People abuse panhandlers. Always will.
The only way to end the WOD is to DEMAND it be ended.
(I've recently noticed there are fundamentally two approaches: Demanders and panhandlers.)
Anybody with just a fragment of a brain should be able to see that the Right to put what we please into our bodies would have been the Second Amendment, if the Founders had not been so nervous after they did the First, the Right to put whatever ideas we please into our minds.
BTW, I had polio, and I'm not in pain, and I don't use currently illegal substances and never have.
Peace.
Marijuana does far less damage than whiskey or than many pharmaceutical drugs that doctors prescribe daily.

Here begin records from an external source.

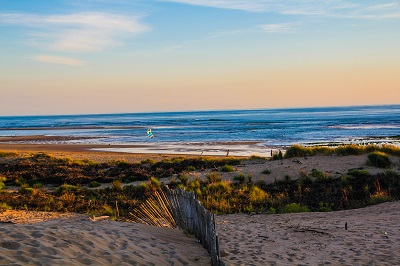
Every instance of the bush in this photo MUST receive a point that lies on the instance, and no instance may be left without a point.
(266, 172)
(190, 168)
(4, 206)
(213, 177)
(298, 151)
(294, 207)
(358, 173)
(94, 184)
(227, 168)
(257, 194)
(350, 150)
(379, 159)
(240, 178)
(2, 180)
(66, 187)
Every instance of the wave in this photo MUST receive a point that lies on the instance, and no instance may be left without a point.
(370, 126)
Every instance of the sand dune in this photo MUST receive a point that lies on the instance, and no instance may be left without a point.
(76, 240)
(372, 237)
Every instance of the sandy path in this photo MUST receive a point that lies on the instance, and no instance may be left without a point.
(76, 240)
(372, 237)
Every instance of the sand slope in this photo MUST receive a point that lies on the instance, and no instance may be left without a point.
(372, 237)
(79, 241)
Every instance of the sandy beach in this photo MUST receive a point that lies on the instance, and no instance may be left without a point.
(36, 238)
(372, 236)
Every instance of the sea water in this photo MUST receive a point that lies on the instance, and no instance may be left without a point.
(261, 129)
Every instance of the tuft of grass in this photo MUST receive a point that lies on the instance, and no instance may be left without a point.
(213, 177)
(2, 180)
(4, 154)
(66, 187)
(325, 207)
(379, 159)
(358, 173)
(227, 168)
(267, 172)
(4, 206)
(257, 194)
(294, 208)
(190, 168)
(350, 150)
(94, 184)
(240, 178)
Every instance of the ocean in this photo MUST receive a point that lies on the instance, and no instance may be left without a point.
(246, 131)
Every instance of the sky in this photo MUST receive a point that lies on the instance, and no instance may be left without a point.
(126, 56)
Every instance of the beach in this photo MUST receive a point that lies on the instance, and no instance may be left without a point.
(372, 237)
(37, 238)
(367, 236)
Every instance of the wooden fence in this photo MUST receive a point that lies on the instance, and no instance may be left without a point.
(190, 214)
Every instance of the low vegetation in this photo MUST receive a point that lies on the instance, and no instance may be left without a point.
(51, 184)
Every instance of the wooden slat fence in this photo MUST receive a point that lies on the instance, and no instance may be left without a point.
(190, 214)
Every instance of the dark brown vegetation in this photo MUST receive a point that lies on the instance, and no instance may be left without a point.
(75, 184)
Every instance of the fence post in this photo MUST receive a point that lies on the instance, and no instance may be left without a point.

Even if marijuana was instantly addictive poison
that would cause quick dissipation , disease , and early death that is no reason to make it illegal in a free society.
Anyone against that position has...well...no legitimate or reasonable argument in my opinion.
Objects are morally neutral
The case should be made on principles of individual autonomy and property rights.
Amen and right on Brother SIV!
(SIV don't stand for "structured investment vehicle" do it?)
Ruthless
Hold on there! Your 2nd para. does not imply your 1st. Who said we can't have prescription drugs which are allowed to be used recreationally?
What about the drugs for erectile dysfunction? They're prescribed specifically to facilitate recreation. Same with birth control drugs & devices. Isn't Sex By Prescription a Szasz book title? (You might even say hair growing drugs are meant to serve the same function indirectly.)
Given that entire class of prescription drugs & devices, what makes you think yet other drugs & devices won't come on the market to be dispensed by prescription and used for other forms of recreation?
SIV= Single Issue Voter
the issue is legal cockfighting
I think I'm worth more than a lot of the Structured Investment Vehicles right now.
Robert,
You're making an interesting connection, but no matter how clever, it won't happen. While I didn't write it, you know I meant intoxicants.
Given that entire class of prescription drugs & devices, what makes you think yet other drugs & devices won't come on the market to be dispensed by prescription and used for other forms of recreation?
History.
It seems like we're overlooking one BIG reason Republicrats are determined to frown on drugs: minorities. For many Republicans, the association of drugs and non-whites combined with a negative moral value attached to drugs justifies the trends of disparity in our country. For Dems, the disparity is not justified per se, but by not seeing personal choices as personal choices (which is how Republicrats get many of their jollies, eh?), Dems have expanded purview to guide a needful population to salvation.
Before they kill and rape all of us, we need to get "Salem" on these degenerate potheads once and for all.
Line 'em up; stake 'em up; and torch 'em, I say.
Sueeeee!
It bothers me that pro-mj advocates are constantly degratating alcohol and cocaine use in an attempt to make their drug of choice more attractive. Boozehounds and cokeheads are people too! Dammit i've known very few tokers who've turned down a good sam adams or blue moon...
Show me. We already have the beginning of this trend in the form of serotonergic drugs, which have become accepted in widespread, prescribed use. What makes you think that as newer psychoactive drugs demonstrate their safety, they won't also be permitted as various feel-good agents, both for short- and long-term use?
I agree that "intoxicants", if the term is taken to mean substances causing an impairment in the sensorium, won't be licensed per se, basically because they'll be considered unsafe for driving, operating heavy machinery, etc. But not all fun drugs will fit that description. Eventually we'll be able to reproduce the enlivening & disinhibiting effect of booze without impairing one's ability to walk a straight line, etc.